Hace unos años, un familiar me espetó con enfado que a él no le habían enseñado “a analizar películas” en la escuela y la universidad. Hice una referencia a un giro de guión en el último tercio del film que comentábamos y cayó en la cuenta, se lo explicó todo. En la escuela no tienen por qué detenerse en asuntos tan específicos, basta con que nos ayuden a saber pensar. De esta cuestión va principalmente este tiempo: que no pensamos suficientemente, o no se nos permite discurrir por nuestra cuenta; hasta discrepar parece estar socialmente castigado y, aún más, ir a contracorriente. Así que cada día se nos achica ese espacio que llamábamos esfera pública o ágora: poder reflexionar, y luego opinar sin traba y debatir sin ser acusados de que nuestras palabras y juicios encierran un interés concreto, bien sea económico, político, de creencia o afiliación. De esta manera, se nos va negando de facto pensar y expresarnos con libertad: somos (o debemos ser) eslabones de una larga cadena de irreflexión que se impone con el látigo de la amenaza y el miedo. La mayoría, o eso me parece, ya cree que buena parte de nuestras manifestaciones y opiniones no son más que la aseveración de nuestros intereses privados, como afirma el escritor José Luis Pardo en un reciente artículo.
En estas circunstancias, quien más posibilidades tiene de ganar en la batalla de los intereses es el que pega más fuerte, quien logra arrinconar al semejante con el argumento más sencillo y tremendo, por ejemplo: “El gobierno utiliza a la guardia civil y la policía para censurar (…) España es una inmensa cárcel chavista”. Lo más llamativo, sin embargo, no son las baladronadas de algunos dirigentes políticos, como es el caso, y que algunos, una facción o todo un partido político insistan en el mantra, sino que logran con relativa facilidad y en poco tiempo (parece que el terreno está abonado) que los crean mucho más allá de su propio entorno ideológico. Lo asombroso, además, es que cada vez más personas sin adjetivos (toda clase de personas), dan por ciertos (o les hacen dudar) los bulos más disparatados y las medias verdades, esos que van contra toda lógica y que ni siquiera aparecen en el catálogo de delirios del psiquiatra.

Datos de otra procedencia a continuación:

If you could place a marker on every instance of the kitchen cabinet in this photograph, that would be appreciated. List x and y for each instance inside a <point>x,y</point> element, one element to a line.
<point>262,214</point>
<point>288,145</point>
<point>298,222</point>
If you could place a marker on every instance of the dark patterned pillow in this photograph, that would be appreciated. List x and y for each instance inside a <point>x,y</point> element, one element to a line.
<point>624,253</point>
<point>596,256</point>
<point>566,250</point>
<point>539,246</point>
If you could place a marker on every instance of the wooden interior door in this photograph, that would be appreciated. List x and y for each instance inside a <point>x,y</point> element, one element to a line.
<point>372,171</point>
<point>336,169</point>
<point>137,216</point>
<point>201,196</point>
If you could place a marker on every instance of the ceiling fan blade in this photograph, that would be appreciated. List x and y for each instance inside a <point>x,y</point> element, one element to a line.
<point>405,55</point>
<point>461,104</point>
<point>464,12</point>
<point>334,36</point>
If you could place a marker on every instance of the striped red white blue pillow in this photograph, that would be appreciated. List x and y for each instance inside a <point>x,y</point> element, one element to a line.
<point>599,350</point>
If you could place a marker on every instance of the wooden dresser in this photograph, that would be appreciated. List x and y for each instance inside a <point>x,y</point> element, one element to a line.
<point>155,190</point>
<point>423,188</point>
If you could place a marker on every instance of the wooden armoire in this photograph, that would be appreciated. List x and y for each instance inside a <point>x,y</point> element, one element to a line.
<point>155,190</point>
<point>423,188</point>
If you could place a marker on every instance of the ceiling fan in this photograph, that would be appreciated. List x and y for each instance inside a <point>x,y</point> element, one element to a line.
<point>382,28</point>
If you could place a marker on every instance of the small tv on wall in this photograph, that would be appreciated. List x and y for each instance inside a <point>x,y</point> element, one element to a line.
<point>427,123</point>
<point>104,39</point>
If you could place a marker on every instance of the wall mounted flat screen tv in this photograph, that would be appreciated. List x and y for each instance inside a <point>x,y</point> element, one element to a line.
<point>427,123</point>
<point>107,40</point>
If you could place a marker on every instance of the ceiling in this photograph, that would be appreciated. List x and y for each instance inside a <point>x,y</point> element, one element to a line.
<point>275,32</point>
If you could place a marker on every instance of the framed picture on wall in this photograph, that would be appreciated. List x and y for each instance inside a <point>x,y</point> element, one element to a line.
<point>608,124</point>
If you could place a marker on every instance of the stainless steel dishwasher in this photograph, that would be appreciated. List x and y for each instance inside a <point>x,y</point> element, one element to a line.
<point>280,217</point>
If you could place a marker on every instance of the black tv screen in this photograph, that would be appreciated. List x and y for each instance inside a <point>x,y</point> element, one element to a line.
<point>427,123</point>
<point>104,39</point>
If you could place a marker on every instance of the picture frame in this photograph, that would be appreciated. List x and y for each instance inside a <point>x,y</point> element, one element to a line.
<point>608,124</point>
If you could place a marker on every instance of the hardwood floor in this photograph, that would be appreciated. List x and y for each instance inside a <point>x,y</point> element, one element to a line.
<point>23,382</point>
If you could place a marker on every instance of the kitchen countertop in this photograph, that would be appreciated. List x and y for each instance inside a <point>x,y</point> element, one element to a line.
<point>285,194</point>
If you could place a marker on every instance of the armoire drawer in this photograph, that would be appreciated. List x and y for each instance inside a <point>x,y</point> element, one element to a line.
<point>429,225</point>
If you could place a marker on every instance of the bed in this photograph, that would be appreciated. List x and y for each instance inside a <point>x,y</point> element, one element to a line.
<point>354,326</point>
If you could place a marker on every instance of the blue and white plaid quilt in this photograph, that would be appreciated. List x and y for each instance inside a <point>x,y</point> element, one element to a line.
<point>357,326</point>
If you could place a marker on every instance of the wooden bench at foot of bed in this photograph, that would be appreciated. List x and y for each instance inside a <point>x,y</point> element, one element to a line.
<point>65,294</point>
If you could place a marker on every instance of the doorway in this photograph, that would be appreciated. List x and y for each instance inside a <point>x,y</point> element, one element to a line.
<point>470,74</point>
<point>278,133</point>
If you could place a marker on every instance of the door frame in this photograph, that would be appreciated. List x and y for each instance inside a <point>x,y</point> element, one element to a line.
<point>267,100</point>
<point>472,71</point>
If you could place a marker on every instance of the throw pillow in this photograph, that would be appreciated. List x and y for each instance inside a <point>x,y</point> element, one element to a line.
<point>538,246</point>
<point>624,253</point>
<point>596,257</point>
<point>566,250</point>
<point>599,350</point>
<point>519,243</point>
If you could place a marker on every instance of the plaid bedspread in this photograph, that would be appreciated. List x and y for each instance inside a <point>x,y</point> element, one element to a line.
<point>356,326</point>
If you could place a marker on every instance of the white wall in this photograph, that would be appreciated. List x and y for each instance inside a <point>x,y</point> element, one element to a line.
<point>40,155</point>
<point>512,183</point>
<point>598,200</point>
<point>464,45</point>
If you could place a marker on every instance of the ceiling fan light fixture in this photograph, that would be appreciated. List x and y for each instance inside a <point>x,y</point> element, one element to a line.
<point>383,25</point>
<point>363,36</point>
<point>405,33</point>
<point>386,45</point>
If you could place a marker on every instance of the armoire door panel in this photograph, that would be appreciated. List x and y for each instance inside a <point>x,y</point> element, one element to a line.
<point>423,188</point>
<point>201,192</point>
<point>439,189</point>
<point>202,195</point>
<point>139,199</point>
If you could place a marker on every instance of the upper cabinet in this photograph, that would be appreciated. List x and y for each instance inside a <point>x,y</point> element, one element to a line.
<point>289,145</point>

“Nuestra abstinencia de pensar viene de más atrás”.
Con facilidad culpamos a las redes sociales y su diabólica rueda tribillonaria de titulares e imágenes diarias: la diarrea de un mundo que digiere fatal. Pero éstas son solo una parte de la epidemia de irracionalidad y codicia; de egoísmo, miedo y narcisismo. El mal – nuestra abstinencia de pensar – viene de más atrás, quizás desde el momento en el que algunos poderosos dijeron, y se extendió por el mundo: “Hay riqueza para todos, solo hace falta que te esfuerces más que el compañero para obtenerla”. Ese sobre esfuerzo pronto deja de ser competencia lícita para convertirse en lucha encarnizada sin reglas en todos los ámbitos humanos y, muy singularmente, en el económico y político.
Tenemos un ejemplo muy claro de cómo se explica “con lógica” nuestro temible barullo nacional. Desde el mismo momento en el que el Gobierno de España declaró el estado de alarma, con la intención de proteger a la población de esa epidemia galopante y mortífera del coronavirus, la fragua de Vulcano se abre de par en par para permitir que sus rayos disparen contra La Moncloa y delegaciones ministeriales. Algo insólito observado desde la sensatez: un ataque desmedido contra el gobierno cuando éste acude con enormes limitaciones propias y prestadas a atajar una moribundia extrema. Y en estas se insiste. Ahora, el sonido de las sirenas de alarma es más insistente en los alrededores del Ministerio de Sanidad. Si calcinan al triste de Illa, Pedro Sánchez habrá hincado la rodilla sobre la lona y un imaginario árbitro comenzará a recitar la cuenta de diez: uno, dos, tres… Tenía razón mi familiar: en la escuela no enseñan a entender las películas.